L’Algérie organisera les Jeux africains de la Jeunesse en 2018. Croyez-vous que grâce aux JAJ 2018, l’Algérie prouvera qu’elle est capable d’organiser des grandes compétitions internationales ?
L’Algérie aura effectivement l’honneur d’organiser les Jeux africains de la Jeunesse (JAJ 2018). C’est un évènement très important pour le mouvement sportif et olympique africain. C’est une étape qui devrait permettre à l’Algérie de se hisser au premier rang des nations africaines sur cette catégorie d’âge. On espère, grâce aux Jeux africains de la Jeunesse, avoir des sportifs de haut niveau pour les Jeux Olympiques en 2024. L’Algérie est candidate pour organiser les Jeux méditerranéens de 2021 (à Oran) et c’est une étape importante pour relancer le sport dans notre pays.
L’Algérie est-elle capable d’organiser de grands évènements sportifs ?
Il y aura toutes les infrastructures et les dispositions d’accueil nécessaires pour organiser toutes les grandes manifestations sportives internationales à l’exception des Jeux Olympiques et la Coupe du Monde de Football.

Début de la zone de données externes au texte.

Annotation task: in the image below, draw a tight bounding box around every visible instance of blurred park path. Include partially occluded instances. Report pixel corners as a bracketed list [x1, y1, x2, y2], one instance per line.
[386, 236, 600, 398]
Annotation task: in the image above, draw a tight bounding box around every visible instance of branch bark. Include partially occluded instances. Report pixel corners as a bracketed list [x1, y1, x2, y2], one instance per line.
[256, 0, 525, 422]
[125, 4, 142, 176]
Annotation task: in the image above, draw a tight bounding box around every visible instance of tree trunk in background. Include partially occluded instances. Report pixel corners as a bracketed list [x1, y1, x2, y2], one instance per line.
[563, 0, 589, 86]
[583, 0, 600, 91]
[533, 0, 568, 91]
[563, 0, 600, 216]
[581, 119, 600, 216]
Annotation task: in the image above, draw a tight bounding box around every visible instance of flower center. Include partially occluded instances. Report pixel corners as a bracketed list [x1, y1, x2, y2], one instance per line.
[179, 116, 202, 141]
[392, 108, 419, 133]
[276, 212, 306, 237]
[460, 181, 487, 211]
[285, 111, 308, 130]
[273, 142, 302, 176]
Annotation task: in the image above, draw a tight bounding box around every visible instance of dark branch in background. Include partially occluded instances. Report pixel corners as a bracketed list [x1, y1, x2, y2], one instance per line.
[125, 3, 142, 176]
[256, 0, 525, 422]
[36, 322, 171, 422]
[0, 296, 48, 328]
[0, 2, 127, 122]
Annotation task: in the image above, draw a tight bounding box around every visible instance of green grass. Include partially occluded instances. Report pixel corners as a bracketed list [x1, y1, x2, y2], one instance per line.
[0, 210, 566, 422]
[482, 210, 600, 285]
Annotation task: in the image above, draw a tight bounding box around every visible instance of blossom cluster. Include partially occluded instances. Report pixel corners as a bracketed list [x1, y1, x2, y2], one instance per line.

Cela dit, grâce aux nouvelles résolutions prises par la 127e session du Comité International Olympique qui s’était tenue au mois de décembre, on peut co-organiser les Jeux Olympiques. Les nouvelles directives du Comité international olympique permettent en effet des candidatures conjointes, où pourraient s’associer plusieurs pays en vue d’équilibrer leurs financements publics et mieux rentabiliser l’utilisation des installations sportives après la fin des J.O. Le CIO voudrait en fait, éviter une sous-exploitation des infrastructures sportives après la clôture des JO, à l’image de ce qui s’est passé avec le parc olympique de Pékin. L’Algérie, la Tunisie et le Maroc disposent d’un potentiel extraordinaire pour abriter conjointement divers événements majeurs eu égard aux stades, piscines et autres installations dont ils disposent.